A molecular approach to exploring and evaluating novel criteria for fungal taxonomy

• Project/Area Number: 15580071
• Research Category: Grant-in-Aid for Scientific Research (C)
• Allocation Type: Single-year Grants
• Section: 一般
• Research Field: Applied microbiology
• Research Institution: RIKEN
• Principal Investigator: TAKASHIMA Masako RIKEN, Microbe Division (RIKEN BRC JCM), Senior Research Scientist, 微生物材料開発室, 先任研究員 (20333304)
• Project Period (FY): 2003 – 2004
• Project Status: Completed (Fiscal Year 2004)
• Budget Amount: ¥3,800,000 (Direct Cost: ¥3,800,000); Fiscal Year 2004: ¥1,400,000 (Direct Cost: ¥1,400,000); Fiscal Year 2003: ¥2,400,000 (Direct Cost: ¥2,400,000)
• Keywords: ballistoconidium / Bullera oryzae / taxonomic criterion / Udeniomyces pyricola / isozyme

Research Abstract

Ballistoconidium, which is made on the tip of the sterigma from the mother cell and discharged when it matures, is a morphological characteristic. Ballistoconidium-forming activity has been employed as a taxonomic criterion of the generic level in the present taxonomy of fungi including mushrooms and basidiomycetous yeasts, but is questioned as a result of numerous phylogenetic studies of ballistoconidium-forming and non-ballistoconidium-forming species. In this study, a molecular approach to the elucidation of the ballistoconidium formation has been made using a ballistoconidium-forming yeast Bullera oryzae JCM 5281. From JCM 5281,its ballistoconidium-forming activity decreased mutants were obtained by a repetitive cultivation. When total RNAs were obtained from Bullera oryzae JCM 5281 and its mutants, the mRNA patterns of JCM 5281 were different from those of mutants by the differential display using Gene image kit. However, the genes involved in the ballistoconidium-formation were a ssumed not to be deleted but all or part of their expression suppressed in this experiment, because the activity of the mutant was recovered after being stored at -80℃.
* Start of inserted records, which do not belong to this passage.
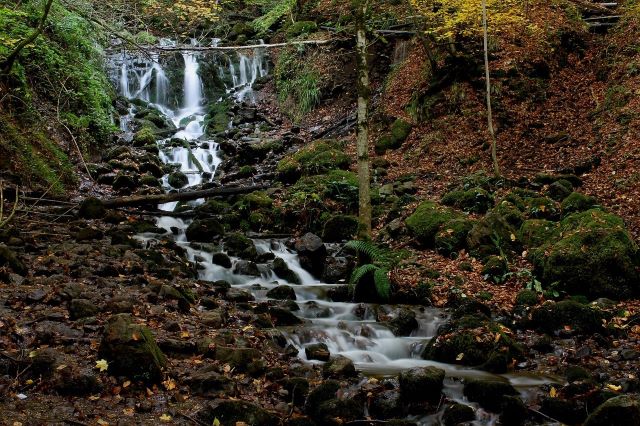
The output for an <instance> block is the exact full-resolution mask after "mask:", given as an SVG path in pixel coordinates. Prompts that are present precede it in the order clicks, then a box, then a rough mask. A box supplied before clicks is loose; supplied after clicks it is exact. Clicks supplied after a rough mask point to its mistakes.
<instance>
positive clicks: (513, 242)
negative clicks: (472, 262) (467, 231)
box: [467, 211, 519, 258]
mask: <svg viewBox="0 0 640 426" xmlns="http://www.w3.org/2000/svg"><path fill="white" fill-rule="evenodd" d="M467 244H468V245H469V250H470V252H471V253H472V254H473V255H474V256H477V257H479V258H486V257H487V256H490V255H500V254H501V251H503V252H504V251H508V250H512V251H517V249H518V248H519V242H518V240H517V238H516V230H515V229H514V228H513V226H511V225H510V224H509V222H507V220H506V219H505V218H504V217H503V216H501V215H500V214H498V213H496V212H493V211H492V212H489V213H488V214H487V215H486V216H485V217H483V218H482V219H480V220H479V221H477V222H476V223H475V225H474V226H473V228H472V229H471V231H469V235H468V236H467Z"/></svg>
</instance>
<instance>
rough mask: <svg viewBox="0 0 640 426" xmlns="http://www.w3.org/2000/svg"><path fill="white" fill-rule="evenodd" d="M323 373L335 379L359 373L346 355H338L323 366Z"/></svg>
mask: <svg viewBox="0 0 640 426" xmlns="http://www.w3.org/2000/svg"><path fill="white" fill-rule="evenodd" d="M322 375H323V376H324V377H330V378H333V379H346V378H349V377H355V376H357V375H358V372H357V371H356V367H355V366H354V365H353V361H351V360H350V359H349V358H347V357H346V356H342V355H336V356H334V357H332V358H330V359H329V361H327V362H326V363H325V364H324V365H323V366H322Z"/></svg>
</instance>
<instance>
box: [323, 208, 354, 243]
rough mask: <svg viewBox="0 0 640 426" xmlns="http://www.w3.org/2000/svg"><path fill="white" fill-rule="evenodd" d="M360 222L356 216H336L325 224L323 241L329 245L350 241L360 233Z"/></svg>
mask: <svg viewBox="0 0 640 426" xmlns="http://www.w3.org/2000/svg"><path fill="white" fill-rule="evenodd" d="M359 226H360V222H359V221H358V218H357V217H355V216H349V215H341V214H340V215H334V216H331V217H330V218H329V220H327V221H326V222H325V224H324V228H323V230H322V240H323V241H325V242H328V243H336V242H341V241H344V240H350V239H351V238H353V236H354V235H356V233H357V232H358V227H359Z"/></svg>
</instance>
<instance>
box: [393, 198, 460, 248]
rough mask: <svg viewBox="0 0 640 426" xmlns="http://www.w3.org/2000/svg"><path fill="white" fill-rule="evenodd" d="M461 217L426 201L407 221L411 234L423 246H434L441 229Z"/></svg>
mask: <svg viewBox="0 0 640 426" xmlns="http://www.w3.org/2000/svg"><path fill="white" fill-rule="evenodd" d="M458 217H459V215H458V214H457V213H456V212H455V211H453V210H452V209H450V208H448V207H442V206H439V205H438V204H437V203H434V202H433V201H424V202H423V203H421V204H420V205H419V206H418V208H417V209H416V210H415V211H414V212H413V214H412V215H411V216H409V217H408V218H407V220H406V225H407V229H408V230H409V234H410V235H411V236H412V237H414V238H415V239H416V241H417V242H418V243H419V244H420V245H423V246H427V247H429V246H433V244H434V240H435V236H436V234H437V233H438V231H439V230H440V228H441V227H442V226H443V225H444V224H446V223H447V222H450V221H451V220H453V219H455V218H458Z"/></svg>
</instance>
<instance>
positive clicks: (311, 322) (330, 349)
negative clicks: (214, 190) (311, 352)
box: [117, 42, 549, 425]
The condition for ballisitoconidium formation was reexamined and the strength of the ballistoconidium-formation was found to be affected by the water content of agar media. Suppression subtraction hybridization between the ballistoconidium-forming condition (media kept on a workbench in the laboratory) and the condition under which ballistoconidium not formed (media kept in a plastic container covered tightly with a lid) was performed, and 195 clones were analyzed. Further study is necessary to discuss the ballistoconidium-forming activity.
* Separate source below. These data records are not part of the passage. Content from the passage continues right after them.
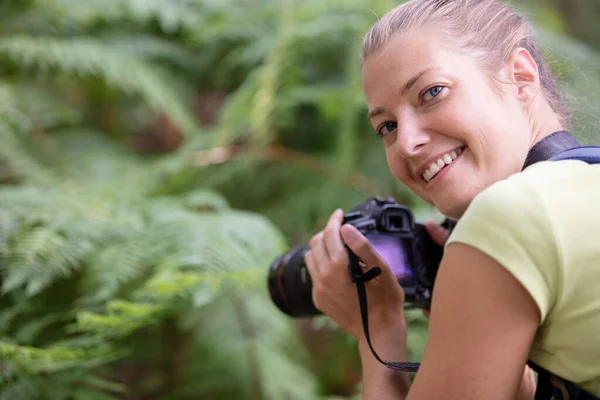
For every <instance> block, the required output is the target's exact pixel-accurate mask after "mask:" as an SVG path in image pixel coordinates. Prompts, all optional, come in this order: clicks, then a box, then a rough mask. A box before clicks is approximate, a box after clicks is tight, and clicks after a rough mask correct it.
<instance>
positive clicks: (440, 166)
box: [423, 149, 462, 182]
mask: <svg viewBox="0 0 600 400" xmlns="http://www.w3.org/2000/svg"><path fill="white" fill-rule="evenodd" d="M461 153H462V149H457V150H455V151H451V152H450V153H448V154H444V155H443V156H442V157H441V158H438V159H437V160H436V161H434V162H432V163H431V164H430V165H429V168H427V169H426V170H425V172H423V179H425V181H427V182H429V181H430V180H432V179H433V177H434V176H435V175H436V174H437V173H438V172H440V171H441V170H442V168H444V167H445V166H446V165H449V164H451V163H452V161H454V160H455V159H456V158H457V157H458V156H460V155H461Z"/></svg>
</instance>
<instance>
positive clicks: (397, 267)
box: [268, 197, 443, 317]
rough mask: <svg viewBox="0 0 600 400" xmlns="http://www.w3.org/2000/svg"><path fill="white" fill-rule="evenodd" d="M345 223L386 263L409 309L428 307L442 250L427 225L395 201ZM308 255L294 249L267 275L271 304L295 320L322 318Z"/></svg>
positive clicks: (347, 218) (349, 250)
mask: <svg viewBox="0 0 600 400" xmlns="http://www.w3.org/2000/svg"><path fill="white" fill-rule="evenodd" d="M343 223H344V224H351V225H353V226H354V227H356V228H357V229H358V230H359V231H360V232H361V233H362V234H363V235H365V237H366V238H367V239H368V240H369V242H370V243H371V245H372V246H373V248H374V249H375V250H376V251H377V252H378V254H379V255H380V256H381V257H382V258H383V259H385V260H386V262H387V264H388V266H389V267H390V269H391V270H392V272H393V273H394V275H395V276H396V278H397V280H398V283H399V284H400V285H401V286H402V289H403V290H404V293H405V297H406V307H428V306H429V304H430V302H431V293H432V290H433V285H434V283H435V277H436V274H437V270H438V267H439V263H440V261H441V258H442V254H443V248H442V247H441V246H439V245H437V244H435V243H434V242H433V241H432V240H431V238H430V237H429V234H428V233H427V231H426V229H425V226H424V225H421V224H418V223H415V220H414V215H413V213H412V212H411V211H410V209H409V208H408V207H406V206H403V205H400V204H398V203H397V202H396V201H395V200H394V199H392V198H390V199H383V198H380V197H375V198H371V199H368V200H366V201H364V202H363V203H361V204H359V205H357V206H356V207H354V208H353V209H352V210H351V211H349V212H348V213H346V214H344V221H343ZM309 249H310V246H308V245H307V246H303V247H297V248H294V249H291V250H290V251H288V252H287V253H286V254H283V255H281V256H279V257H277V259H276V260H275V261H274V262H273V263H272V264H271V267H270V269H269V276H268V288H269V292H270V294H271V298H272V300H273V302H274V303H275V304H276V305H277V307H278V308H279V309H280V310H281V311H283V312H284V313H286V314H288V315H290V316H292V317H304V316H311V315H317V314H320V311H319V310H317V309H316V308H315V306H314V304H313V302H312V281H311V279H310V275H309V273H308V270H307V268H306V264H305V263H304V254H305V253H306V252H307V251H308V250H309ZM348 251H349V252H350V250H348ZM350 258H351V259H352V258H353V257H350Z"/></svg>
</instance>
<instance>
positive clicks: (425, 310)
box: [423, 308, 431, 319]
mask: <svg viewBox="0 0 600 400" xmlns="http://www.w3.org/2000/svg"><path fill="white" fill-rule="evenodd" d="M423 315H424V316H425V318H427V319H429V317H430V316H431V310H430V309H429V308H424V309H423Z"/></svg>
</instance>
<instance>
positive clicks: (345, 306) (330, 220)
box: [304, 210, 404, 338]
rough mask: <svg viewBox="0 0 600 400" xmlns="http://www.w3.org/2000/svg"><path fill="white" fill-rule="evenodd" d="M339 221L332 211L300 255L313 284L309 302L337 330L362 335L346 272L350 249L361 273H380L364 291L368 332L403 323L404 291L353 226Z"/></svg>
mask: <svg viewBox="0 0 600 400" xmlns="http://www.w3.org/2000/svg"><path fill="white" fill-rule="evenodd" d="M343 220H344V215H343V214H342V212H341V210H337V211H336V212H334V213H333V215H332V216H331V218H330V219H329V222H328V224H327V226H326V227H325V229H324V230H323V231H321V232H319V233H317V234H316V235H315V236H313V238H312V240H311V241H310V248H311V249H310V250H309V251H307V252H306V253H305V255H304V259H305V261H306V265H307V267H308V270H309V272H310V276H311V278H312V282H313V296H312V298H313V302H314V304H315V306H316V308H317V309H319V310H320V311H322V312H324V313H325V314H327V315H329V316H330V317H331V318H332V319H333V320H334V321H336V322H337V323H338V324H339V325H340V327H341V328H343V329H344V330H346V331H348V332H349V333H350V334H352V335H354V336H355V337H357V338H361V336H363V327H362V320H361V315H360V313H359V312H358V310H359V305H358V297H357V295H356V287H355V284H354V283H353V282H352V281H351V277H350V274H349V273H348V265H349V263H350V258H349V256H348V250H350V251H351V252H353V253H354V254H355V255H356V256H357V257H358V258H359V259H360V260H361V262H360V264H359V265H360V268H361V270H362V271H363V272H366V271H367V270H368V269H370V268H373V267H380V268H381V270H382V273H381V275H380V276H378V277H377V278H376V279H374V280H372V281H371V282H369V284H368V285H367V286H366V289H367V296H368V298H369V310H368V313H369V319H370V320H371V321H372V322H371V329H372V331H373V332H383V331H384V330H385V331H387V330H389V329H390V327H393V326H395V325H398V323H400V322H402V323H403V321H404V318H403V314H402V311H403V306H404V292H403V291H402V288H401V286H400V285H398V281H397V278H396V276H395V275H394V274H393V272H392V270H391V269H390V267H389V266H388V264H387V262H386V261H385V260H384V259H383V258H382V257H381V256H380V255H379V254H378V253H377V251H376V250H375V249H374V248H373V246H372V245H371V243H370V242H369V240H368V239H367V238H366V237H365V236H364V235H363V234H362V233H361V232H360V231H359V230H358V229H357V228H356V227H354V226H353V225H351V224H345V225H344V226H342V223H343ZM346 246H347V248H346ZM384 328H385V329H384Z"/></svg>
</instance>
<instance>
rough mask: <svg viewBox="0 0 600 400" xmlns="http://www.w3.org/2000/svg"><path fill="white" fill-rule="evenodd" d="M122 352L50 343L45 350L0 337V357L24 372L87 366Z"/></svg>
mask: <svg viewBox="0 0 600 400" xmlns="http://www.w3.org/2000/svg"><path fill="white" fill-rule="evenodd" d="M123 355H124V354H123V351H122V350H117V349H115V348H111V347H107V346H96V347H92V348H88V349H82V348H68V347H64V346H52V347H48V348H44V349H40V348H35V347H32V346H19V345H17V344H13V343H10V342H7V341H3V340H0V357H2V360H3V361H5V362H9V363H11V364H12V365H13V366H14V367H15V368H17V369H18V370H19V371H22V372H24V373H26V374H37V373H42V372H43V373H51V372H57V371H63V370H67V369H74V368H86V367H87V368H89V367H91V366H95V365H101V364H105V363H108V362H110V361H112V360H116V359H118V358H121V357H123Z"/></svg>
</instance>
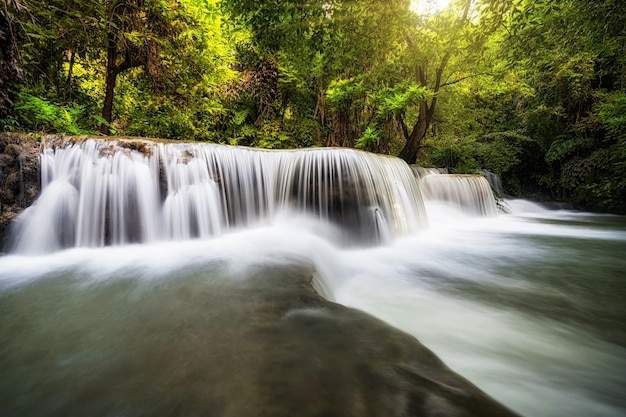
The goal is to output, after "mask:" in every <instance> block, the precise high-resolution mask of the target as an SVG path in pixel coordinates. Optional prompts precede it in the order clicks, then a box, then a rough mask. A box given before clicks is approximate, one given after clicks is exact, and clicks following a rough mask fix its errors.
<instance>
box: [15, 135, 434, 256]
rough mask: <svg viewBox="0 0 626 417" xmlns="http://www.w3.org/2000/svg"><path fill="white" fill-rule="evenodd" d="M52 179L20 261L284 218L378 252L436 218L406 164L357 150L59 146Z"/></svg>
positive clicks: (101, 145)
mask: <svg viewBox="0 0 626 417" xmlns="http://www.w3.org/2000/svg"><path fill="white" fill-rule="evenodd" d="M41 171H42V193H41V196H40V197H39V199H38V200H37V201H36V203H35V204H34V205H33V206H32V207H30V208H29V209H28V210H27V211H26V212H25V213H24V215H23V216H22V218H21V219H20V221H19V222H18V224H17V227H16V233H15V236H16V238H15V241H16V243H15V251H16V252H18V253H46V252H50V251H55V250H58V249H61V248H66V247H72V246H77V247H101V246H106V245H118V244H127V243H147V242H154V241H156V240H172V239H173V240H184V239H190V238H207V237H210V236H217V235H219V234H221V233H223V232H224V231H227V230H232V229H234V228H241V227H246V226H251V225H255V224H261V223H267V222H271V221H272V219H274V218H275V217H276V215H277V214H278V213H281V212H284V211H294V212H298V213H302V214H305V215H313V216H315V217H317V218H318V219H320V220H322V221H324V222H326V223H328V224H333V225H336V226H339V227H340V228H341V231H342V234H343V240H344V241H345V240H351V241H353V242H358V243H366V242H368V241H372V240H380V238H387V237H397V236H403V235H407V234H408V233H410V232H413V231H415V230H417V229H418V228H419V226H420V225H421V224H422V223H423V217H424V214H423V213H424V209H423V202H422V197H421V194H420V191H419V189H418V187H417V185H416V184H415V181H414V179H413V177H412V175H411V172H410V170H409V169H408V168H407V167H406V165H405V164H404V163H402V161H400V160H398V159H395V158H387V157H382V156H378V155H374V154H369V153H366V152H360V151H356V150H351V149H334V150H332V151H330V150H327V149H308V150H300V151H262V150H257V149H248V148H237V147H226V146H216V145H208V144H188V143H186V144H183V143H179V144H174V143H170V144H152V143H151V142H137V141H104V140H88V141H86V142H84V143H81V144H75V143H70V144H57V145H55V146H51V147H48V148H47V149H46V150H45V152H44V154H43V155H42V156H41ZM51 219H52V220H51ZM382 229H384V230H382Z"/></svg>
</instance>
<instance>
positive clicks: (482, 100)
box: [0, 0, 626, 212]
Concerning the exploration of a novel criterion to discriminate among species, various data so far reported examined the genus Cryptococcus albidus complex and C.laurentii complex that were reclassified recently, and Udeinomyces pyricola, which the intra-species diversity was reported. Isozyme patterns were thought to be useful for differentiating inter or intra-species diversity.